It is true that annuities can provide tax-deferred growth just like your Traditional IRA or 401k type structure. It is also true that an annuity inside of an IRA will not provide “double tax-deferral.” People and advisors that are spewing this obvious nonsense are missing the bigger point.
A formerly famous “bank consultant” provides timeless insight to why it’s totally acceptable to use annuities within Individual Retirement Accounts (IRAs).
“That’s where the money is” explains why IRA assets are used to purchase annuities. For those of you who don’t know Wille Sutton, let’s just say he was in the banking business. His famous quote applies to where the majority of retirement assets are held. In 2018, over 7 trillion dollars were held in IRAs according to Statista.com. That’s a lot of “jack”...Jack!

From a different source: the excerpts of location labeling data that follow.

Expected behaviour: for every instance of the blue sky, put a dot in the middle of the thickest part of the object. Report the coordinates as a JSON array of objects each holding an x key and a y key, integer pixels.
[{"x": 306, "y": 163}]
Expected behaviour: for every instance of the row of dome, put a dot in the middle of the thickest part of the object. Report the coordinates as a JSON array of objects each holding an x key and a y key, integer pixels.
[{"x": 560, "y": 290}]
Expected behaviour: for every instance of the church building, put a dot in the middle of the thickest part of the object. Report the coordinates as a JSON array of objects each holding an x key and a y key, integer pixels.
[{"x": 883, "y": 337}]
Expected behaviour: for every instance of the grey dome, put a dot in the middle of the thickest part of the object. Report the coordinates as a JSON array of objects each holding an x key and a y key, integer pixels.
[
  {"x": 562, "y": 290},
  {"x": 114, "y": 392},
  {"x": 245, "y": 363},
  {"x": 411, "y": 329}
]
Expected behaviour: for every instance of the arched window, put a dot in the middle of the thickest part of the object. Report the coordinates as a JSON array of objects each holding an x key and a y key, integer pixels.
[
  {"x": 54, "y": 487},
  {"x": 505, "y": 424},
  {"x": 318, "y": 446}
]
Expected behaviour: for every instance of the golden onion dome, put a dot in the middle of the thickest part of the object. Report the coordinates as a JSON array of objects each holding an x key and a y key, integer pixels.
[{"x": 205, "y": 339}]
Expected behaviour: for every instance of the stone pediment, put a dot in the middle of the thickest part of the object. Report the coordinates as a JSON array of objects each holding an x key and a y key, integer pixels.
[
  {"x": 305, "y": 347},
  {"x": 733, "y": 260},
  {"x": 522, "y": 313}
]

With over 10,000 baby boomers reaching retirement age every single day, the vast majority of their retirement savings is in some type of deferred retirement plan or IRA. If they want contractual guarantees using annuities, then there’s only one large money pot to pull from.
If you are purchasing any type of annuity with IRA assets, you are doing so for the contractual guarantees that policy provides. Annuities are transfer or risk contracts issued by life insurance companies that primarily solve for lifetime income. In fact, annuities are the only financial product on the planet that can guarantee an income steam you can never outlive. The monopoly on lifetime income belongs solely to the annuity category
So if you buy a Single Premium Immediate Annuity (SPIA) to solve for the fear of outliving your money (i.e. longevity risk) using IRA assets, then you are doing so for the contractual guarantees. Any money coming out of a Traditional IRA is taxable, which includes annuities. Who cares!? You are buying the SPIA for the lifetime income.
If you purchase a Multi-Year Guarantee Annuity (MYGA) for a guaranteed annual interest rate using IRA assets, you are making that decision for that guaranteed annual interest rate. Even though MYGAs grow tax-deferred in a non-IRA account, a MYGA in a Traditional IRA makes sense as well because of the contractually guaranteed interest.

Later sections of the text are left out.